Black Roses Can Wilt: Reinforcing White Feminism with Faux Intersectionality in Don’t Worry Darling

Sarah Wagoner
7 min readOct 31, 2022

Note: This essay includes spoilers for Don’t Worry Darling. It includes discussion of death by suicide.

Olivia Wilde’s sophomore feature, Don’t Worry Darling, is yet another attempt to meld conventional feminist storytelling with contemporary concern with intersectionality which fails due to continued concern of white femininity over solidarity with women of color. The film takes place in Victory, a seemingly perfect suburban town, filled with housewives who are expected to never question their husband’s mysterious jobs. When Alice (Florence Pugh) encounters a crashing airplane, her world is turned around as she descends into an anti-feminist conspiracy. The plot itself makes way for intersectional implementation, as anti-feminism harms all women. Women of color tend to be particularly effected by it as anti-feminist figures such as Jordan Peterson include racist rhetoric which implies women of color as a social threat to men. However, the few women of color within the film are not given the same agency as Alice, nor any other white character.

Throughout Don’t Worry Darling, there is an imbalance of activity and passivity across characters. Some may excuse this with the twist (wherein Victory is not a real town, but a complex virtual simulation, created by the Jordan Peterson-inspired founder), however the twist implies over activity on the part of the men.
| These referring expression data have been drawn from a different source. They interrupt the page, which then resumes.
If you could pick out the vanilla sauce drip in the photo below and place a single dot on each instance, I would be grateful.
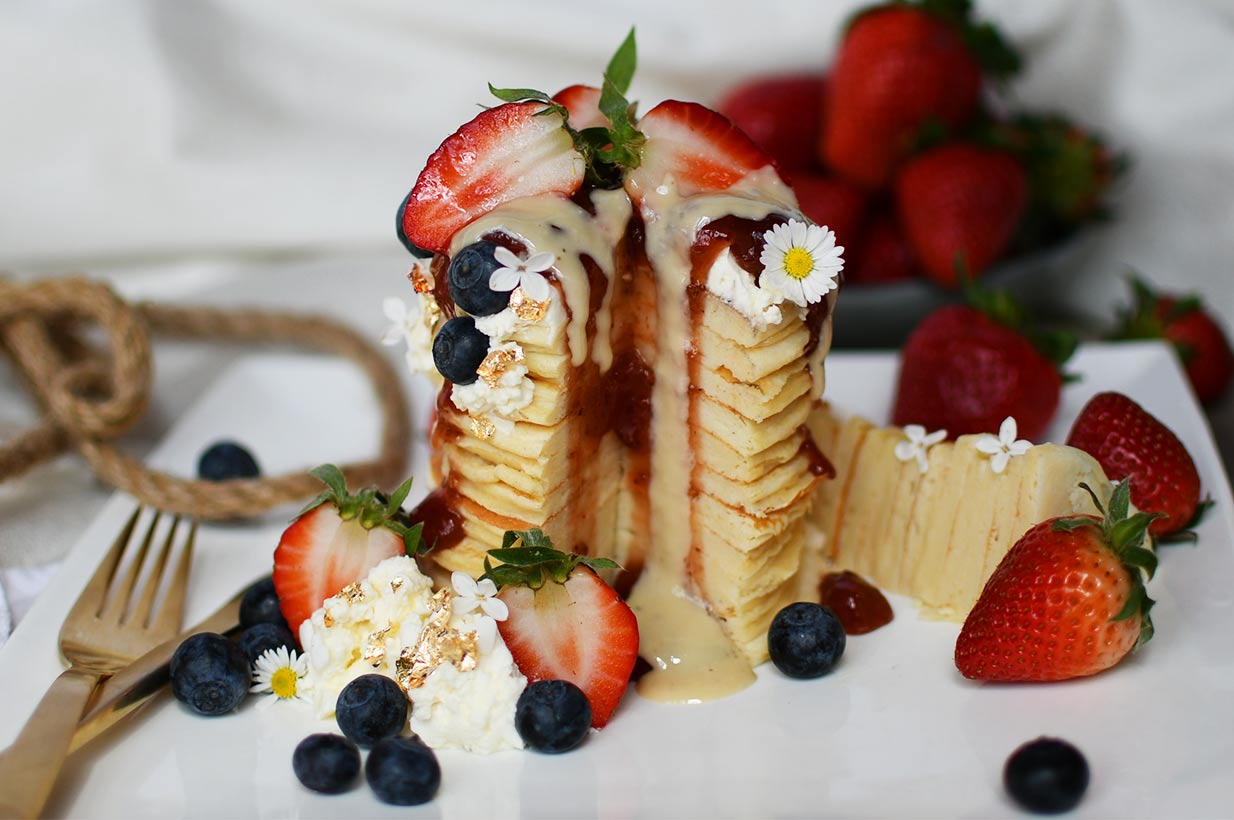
(691, 657)
(565, 229)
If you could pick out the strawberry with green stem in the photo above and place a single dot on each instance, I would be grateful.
(1132, 444)
(336, 540)
(965, 368)
(564, 623)
(1182, 319)
(1066, 601)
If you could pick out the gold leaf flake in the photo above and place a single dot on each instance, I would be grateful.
(496, 363)
(421, 279)
(527, 308)
(438, 644)
(374, 647)
(352, 592)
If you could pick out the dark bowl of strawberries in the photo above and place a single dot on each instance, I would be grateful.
(902, 148)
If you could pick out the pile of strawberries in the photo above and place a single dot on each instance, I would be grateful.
(898, 152)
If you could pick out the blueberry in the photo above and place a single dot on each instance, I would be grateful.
(260, 604)
(459, 349)
(326, 762)
(1047, 776)
(805, 640)
(223, 460)
(552, 717)
(402, 771)
(259, 638)
(210, 673)
(469, 275)
(412, 248)
(369, 708)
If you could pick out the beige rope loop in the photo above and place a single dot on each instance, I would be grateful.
(90, 397)
(104, 416)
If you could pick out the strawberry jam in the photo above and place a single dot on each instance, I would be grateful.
(442, 524)
(859, 606)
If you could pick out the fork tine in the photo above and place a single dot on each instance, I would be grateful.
(141, 612)
(121, 588)
(95, 592)
(172, 612)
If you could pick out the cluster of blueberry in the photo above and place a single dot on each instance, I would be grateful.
(370, 712)
(212, 673)
(459, 347)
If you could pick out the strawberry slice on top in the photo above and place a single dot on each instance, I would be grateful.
(506, 152)
(702, 149)
(336, 540)
(564, 623)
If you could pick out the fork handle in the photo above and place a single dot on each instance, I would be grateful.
(28, 768)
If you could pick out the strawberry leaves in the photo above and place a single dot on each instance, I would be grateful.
(608, 151)
(1124, 534)
(528, 559)
(370, 507)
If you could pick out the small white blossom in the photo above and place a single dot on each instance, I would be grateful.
(1001, 448)
(470, 593)
(522, 273)
(801, 262)
(917, 443)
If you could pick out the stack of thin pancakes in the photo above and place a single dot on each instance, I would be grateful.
(753, 474)
(937, 535)
(526, 479)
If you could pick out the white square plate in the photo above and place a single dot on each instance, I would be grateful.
(892, 731)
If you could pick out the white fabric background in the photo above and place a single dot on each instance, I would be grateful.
(200, 148)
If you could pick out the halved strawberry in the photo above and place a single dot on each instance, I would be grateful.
(565, 623)
(336, 540)
(702, 149)
(511, 151)
(583, 104)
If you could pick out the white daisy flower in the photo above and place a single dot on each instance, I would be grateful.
(801, 260)
(522, 273)
(470, 593)
(1001, 448)
(917, 444)
(280, 672)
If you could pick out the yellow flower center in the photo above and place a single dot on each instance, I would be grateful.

They chose to put their wives/girlfriends in the simulation. They are the only characters with informed consent. They are the only party involved in the simulation who gain pleasure from it, again, with their consent. Yet, only two of the men have an active role in the narrative. This being Frank (Chris Pine), the aforementioned Jordan Peterson-inspired founder, and Alice’s husband, Jack (Harry Styles) whose activity is only found in his sexual actions until the twist is revealed. The lack of activity in the men could be a subversion of the active/passive binary in narrative cinema, however the twist itself necessitates activity on their parts. Thus, the activity makes it clear that only the characters who directly affect Alice are the characters the narrative deems of note. This primarily harms the narrative, as their interactions with Alice are equally ill-defined and passive. Frank has the strongest relationship to her, simply due to their mutual vitriol, but even in this case, it is based on her obsession with wanting to be seen and his general disdain for women’s autonomy, rather than a more complex or satisfying narrative battle. Still, the imbalance in activity within the men characters could be excused if the women had activity among themselves.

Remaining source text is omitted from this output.